The internet is overrun with advice about pairing different beers with typical Thanksgiving fare. This week Kelly Magyarics at Washington Life posted some of the more practical advice I've seen on the topic. ChurchKey beer director Greg Engert suggested that she and her readers think of parts of the Thanksgiving meal as either light or dark, and pair each item with beer according to those categories. Magyarics writes,
Engert prefers the brighter, mellower flavors of white meat, which call for brighter styles of beer like Pale Lager, Saison, Belgian Golden Ale or Tripel. For darker meat’s heightened intensity of flavor, richness and earthiness, he recommends darker beers like Dark Lager, Brown Ale, Belgian Dark Ale or Dubbel. (If, like me, you like a nice slice of the breast drenched in rich gravy, followed by some lusciously decadent fatty dark meat, Engert says that Amber Lager, Altbier, Irish Red Ale, Scottish Ale and Biere de Garde lie somewhere in the middle.)

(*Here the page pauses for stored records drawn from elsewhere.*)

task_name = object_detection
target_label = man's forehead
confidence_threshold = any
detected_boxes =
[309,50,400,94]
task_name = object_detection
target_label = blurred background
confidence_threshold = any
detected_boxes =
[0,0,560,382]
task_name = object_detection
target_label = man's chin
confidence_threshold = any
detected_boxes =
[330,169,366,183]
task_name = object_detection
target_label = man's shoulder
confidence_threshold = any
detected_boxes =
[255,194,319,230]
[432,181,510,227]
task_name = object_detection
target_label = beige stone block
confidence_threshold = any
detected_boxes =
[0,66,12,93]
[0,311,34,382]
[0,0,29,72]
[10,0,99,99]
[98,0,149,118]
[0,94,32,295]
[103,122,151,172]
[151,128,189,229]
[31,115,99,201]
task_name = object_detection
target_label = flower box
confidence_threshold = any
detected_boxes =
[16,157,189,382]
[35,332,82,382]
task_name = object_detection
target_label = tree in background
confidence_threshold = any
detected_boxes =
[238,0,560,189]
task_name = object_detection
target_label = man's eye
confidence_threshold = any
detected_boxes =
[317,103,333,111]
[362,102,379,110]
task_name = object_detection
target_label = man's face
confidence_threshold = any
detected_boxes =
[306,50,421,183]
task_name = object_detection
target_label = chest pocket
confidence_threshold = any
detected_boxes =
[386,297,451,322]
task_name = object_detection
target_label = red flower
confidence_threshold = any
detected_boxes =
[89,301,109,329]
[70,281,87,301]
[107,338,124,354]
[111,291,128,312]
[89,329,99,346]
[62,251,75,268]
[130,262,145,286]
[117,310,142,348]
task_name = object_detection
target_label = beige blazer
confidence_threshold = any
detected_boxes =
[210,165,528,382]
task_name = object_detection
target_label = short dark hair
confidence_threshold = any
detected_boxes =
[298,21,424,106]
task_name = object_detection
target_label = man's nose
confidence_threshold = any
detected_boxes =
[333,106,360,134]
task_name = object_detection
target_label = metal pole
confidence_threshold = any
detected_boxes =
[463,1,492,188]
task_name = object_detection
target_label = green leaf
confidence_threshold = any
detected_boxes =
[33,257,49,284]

Engert likes to categorize the sides pretty much the same way. “Light” sides (and really, this term is relative on Thanksgiving…) include the starchy, buttery, sweet and mild dishes on the table—stuffing, mashed potatoes, yams, corn and bread. “These enjoy the spicy-herbal addition of beer’s aromatics.” “Dark” sides are richer and earthier (think cranberry sauce, green beans and root vegetables like winter squash and turnips, and need something next to them that’s a bit richer and maltier, perhaps with dark fruit and spice notes.
Easy enough, but let's get real. Who really breaks from tradition to serve their Thanksgiving meal in courses? The typical American Turkey Day dinner involves loading your plate with the usual suspects and eating your way through all their diverse colors, consistencies, and flavors, going from item to item. Some even go the extra step of mixing all the food up into a unattractive but delicious mess. This poses a challenging situation for pairing the meal with beer.
Unless you plan on getting super anal and sipping from one of several beers after each orchestrated bite, you are going to need to pick and stick with one beer that can compliment the entire feast. At least that's what I am doing this year. My routine has been to reserve the beer for earlier in the day during all the cooking, hanging out, and noshing on appetizers and then to switch to wine (yes I said the w-word) when it's time for the big meal. But this Thanksgiving I am going to bust open some Saisons and see how they do.
Saison, or farmhouse ale, is a beer style that originated in northern France and the French-speaking part of Belgium. These refreshing beers are delicate in flavor and relatively low in alcohol (although some range up to 8 to 9%). Flavors vary from beer to beer, as an original Saison was any refreshing summer beer made at a particular farm for its workers. But modern farmhouse ales have some typical characteristics; most are fruity and earthy, have some tartness and are brewed with spices or herbs. These qualities make Saisons excellent choices for pairing with a wide variety of foods...like the ones you will see on your Thanksgiving table.
There are many excellent farmhouse ales that are easy to find, with Saison Dupont from Belgium the most classic and revered example of the style. Esquire recently posted a list of their favorite farmhouse ales, which I agree with except for the inclusion of Chimay Grand Reserve, a strong, dark Belgian Trappist ale not usually categorized as a Saison. Personally, I will be uncorking some Stillwater and Jolly Pumpkin bottles to share with friends and family tomorrow.
What beverage will you be pairing with your Thanksgiving meal? (Or will you forget the turkey and be drinking your dinner like we suggested last year?)